The cellular molecule(s) which binds the peptide ligand QM10, acts as an alternative endocytic receptor for Ad5, and modifies its intracellular routing remains to be identified. Since our QM10-liganded AdGFP vector resided in the same lysosomal compartment as α2 M, it is possible that it bound to α2 M receptor (70). Of note, a portion of the QM10 peptide, the tetrapeptide motif SHVY, is found at position 1118 in the C-terminal moiety of α2 M (64), which includes its receptor binding domain (residues 1313 to 1450 [23, 29]). Whatever their nature, these QM10 receptors seemed to be well represented and conserved in most mammalian-cell species, as indicated by the gene transfer enhancement shown by AdGFP-QM10-knob in the different cell lines tested (Fig. 2). The identification and functional characterization of such a molecule(s) would not only help improve cell trafficking and gene delivery by Ad, and possibly nonviral, vectors but would also provide valuable information on the endocytic machinery of mammalian cells. It still needs to be determined whether QM10 would be functional only in the context of the fiber shaft or would also be active in the context of another capsid protein, such as penton base, hexon, or protein IX, or as a decapeptide incorporated in a nonviral vector.

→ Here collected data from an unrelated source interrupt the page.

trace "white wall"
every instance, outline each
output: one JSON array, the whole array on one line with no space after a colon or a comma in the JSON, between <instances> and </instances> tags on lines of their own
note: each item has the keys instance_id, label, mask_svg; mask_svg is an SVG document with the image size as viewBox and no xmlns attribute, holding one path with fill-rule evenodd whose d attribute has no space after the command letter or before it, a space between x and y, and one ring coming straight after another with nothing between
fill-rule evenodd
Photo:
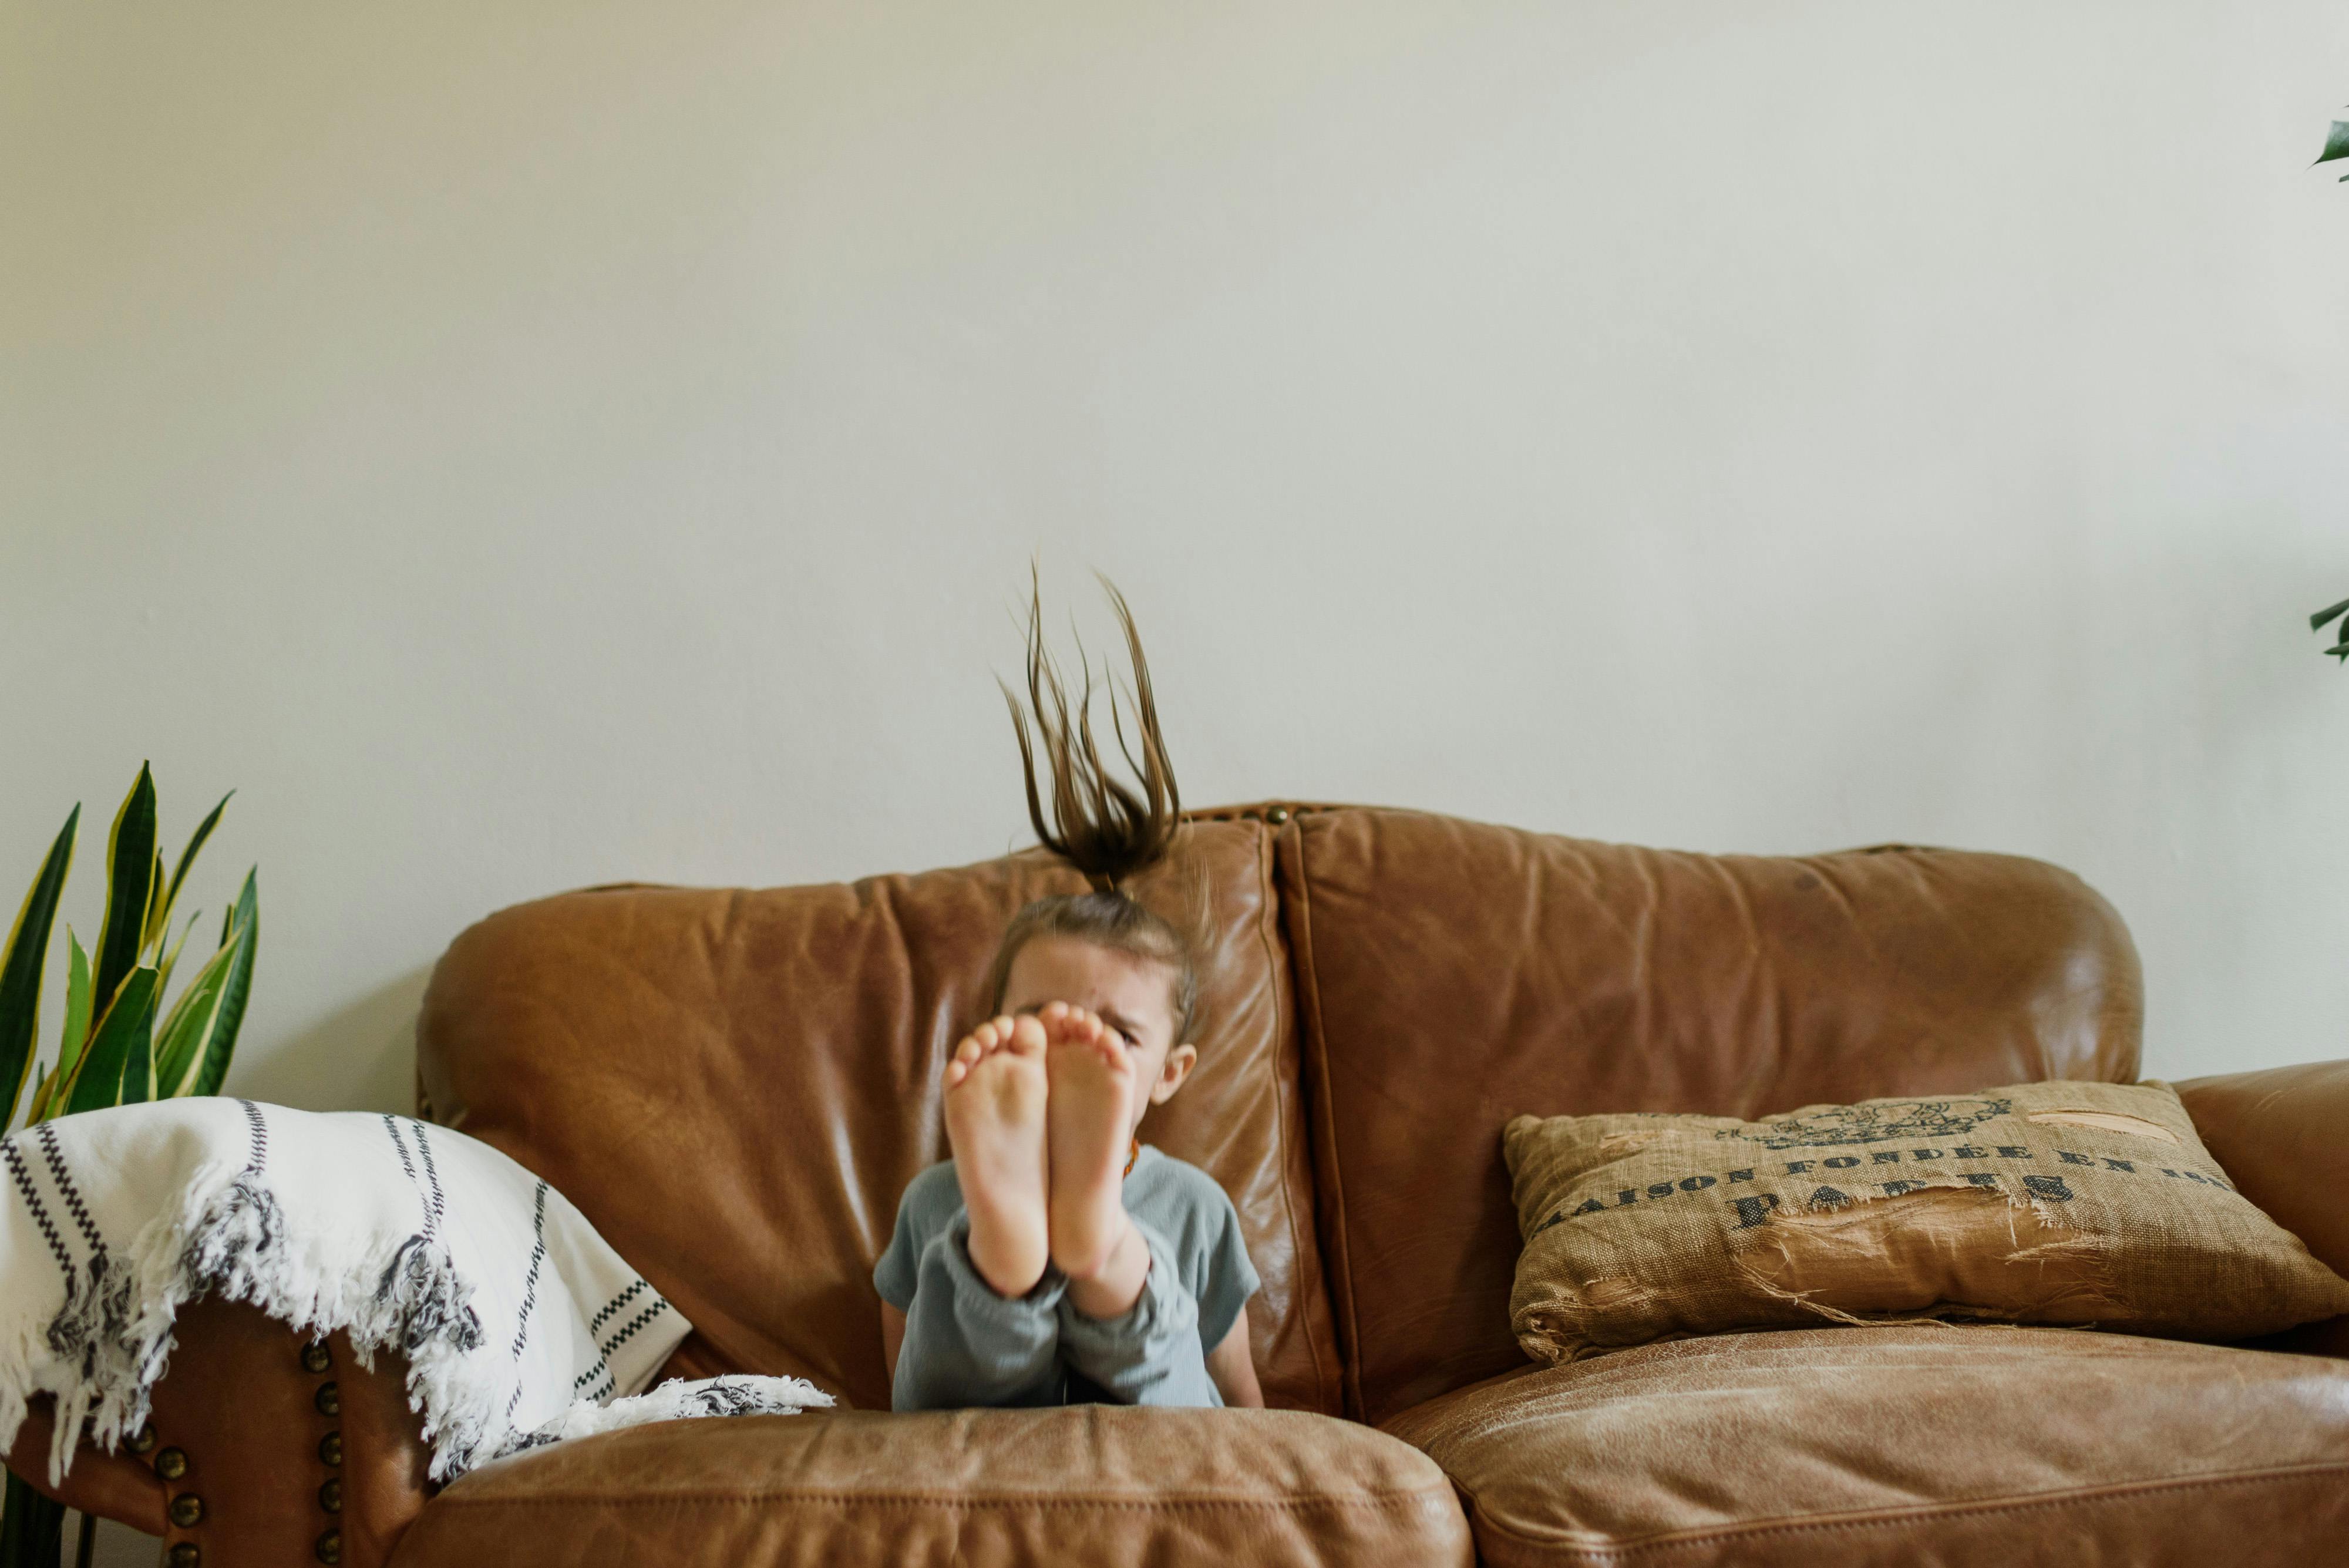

The fiber knob domain carries several biological functions that are essential in the Ad life cycle: (i) cell binding and tissue tropism of the virus (9, 35, 65); (ii) activation of dendritic cells (44); (iii) trimerization signal for the fiber protein, a function that is critical for Ad, since fiber monomers fail to bind legitimately to penton base to form penton capsomer and to be encapsidated (36, 37); (iv) determinants of Ad assembly and cellular release, as fiberless Ads are 4 orders of magnitude less infectious and have severely reduced progeny yields compared to WT Ad (30, 50, 69); (v) binding to CAR in the tight junctions to facilitate the release of progeny virions into the lumen (71); and, in addition, (vi) the results of studies of cell trafficking of chimeric Ad5fiber7 suggest that the penton base capsomers are not directly responsible for the endosomal escape of Ad virions into the cytosol but that this function is carried by the fibers (41). The results of our experiments with Ad vectors carrying scissile knobs supported the hypothesis that fiber could exert a control on the endosomal escape of Ad virions: our control nonliganded vector and SY12-liganded vector, both of which used the WTAd5 endocytic pathway, were apparently less efficient in vesicular escape in their knobless than in their knobbed versions when assayed in coendocytosis with the RcA toxin (Fig. 6). The data with our deknobbed vectors would therefore assign this novel function of endosomolysis to the knob domain of the fiber.

A detailed analysis of Ad-dependent cell membrane lysis has shown that the most effective lytic activity occurred at pH 5.5 for both Ad7 and chimeric Ad5fiber7 virions, versus 6.0 for Ad5, and it has been proposed that fiber would be responsible for endosomolysis, either (i) by interfering directly in this process or (ii) rather indirectly, by defining the optimal pH for membrane lysis and acting as a pH sensor that would trigger the endosomal lytic activity (41). The second hypothesis would be consistent with our data with AdGFP-QM10±knob. If the fiber knob domain functions as a pH sensor, endosomolysis would be more dependent upon the presence of the knob in an unusually acidic environment than in the relatively alkaline compartment of early endosomes used by species C Ad and nonliganded Ad5 vectors. This is the case for AdGFP-QM10±knob: it localized to the acidic lysosomal compartment, and the endosomal release of coendocytosed RcA, and AdGFP-QM10±knob vector, was the most negatively affected by deknobbing (Fig. 6). Further studies, using knob protein provided in cis or trans to incoming Ad virions following one or the other endocytic pathway, would be necessary to understand the mechanism of knob-mediated endosomal escape of Ad at the molecular level.